Он помолчал немного, потом заговорил снова:
«Все наши боги плачут. Плачет Идемили, плачет Огвугву, плачет Агбала, плачут все остальные. Плачут наши покойные предки над позорным святотатством, которое им привелось претерпеть, и над теми мерзостями, которые все мы видели своими глазами, — Он снова замолчал, пытаясь совладать со своим дрожащим голосом.

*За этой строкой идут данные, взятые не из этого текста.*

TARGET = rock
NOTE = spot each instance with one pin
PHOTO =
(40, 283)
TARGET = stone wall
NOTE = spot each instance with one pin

— Нынче мы держим великий совет. Ни один клан не может сравниться с нашим числом воинов и их доблестью. Но все ли мы здесь? Я спрашиваю вас: все ли сыны Умуофии здесь с нами? — По толпе пробежал глухой ропот, — Нет, не все, — продолжал Окика. — Многие сыновья Умуофии откололись от клана и пошли каждый своей дорогой. Мы, что собрались здесь нынешним утром, остались верны нашим отцам, но наши братья покинули нас и пристали к чужестранцам, запятнав позором родину своих отцов. Если мы начнем войну с чужестранцами, пострадают и наши братья, быть может, мы прольем кровь людей одного с нами клана. Но мы должны сделать это. Наши отцы никогда не помышляли об этом, они никогда не убивали своих братьев. Но к ним никогда не приходил белый человек. Вот почему мы должны сделать то, чего никогда не сделали бы наши отцы. Птицу энеке раз спросили, почему она все время в воздухе? И она ответила: «С тех пор как люди научились стрелять без промаха, я научилась летать без отдыха». Мы должны с корнем вырвать это зло. И если наши братья встанут на сторону зла, мы должны вырвать с корнем и их. И мы должны сделать это немедленно. Надо начинать вычерпывать воду, пока она нам только по щиколотку…
Тут толпа вдруг заколыхалась, все взгляды устремились в одном направлении. Дорога, что вела от базарной площади к суду белого человека и к реке, возле самой площади делала крутой изгиб, и поэтому никто не видел пяти шагавших по дороге стражников, пока они не вышли из-за поворота и не остановились перед толпой.
Оконкво сидел у края. Узнав пришельцев, Оконкво вскочил на ноги. Дрожа от ненависти, не в силах вымолвить ни слова, он подошел вплотную к главному стражнику. Стражник не испугался и не отступил; позади него выстроились четверо его товарищей.
На этот короткий миг мир, казалось, застыл в тревожном ожидании. Воцарилась мертвая тишина. Безмолвные, как деревья и гигантские лианы, недвижно стоящие стеной позади них, мужчины Умуофии ждали.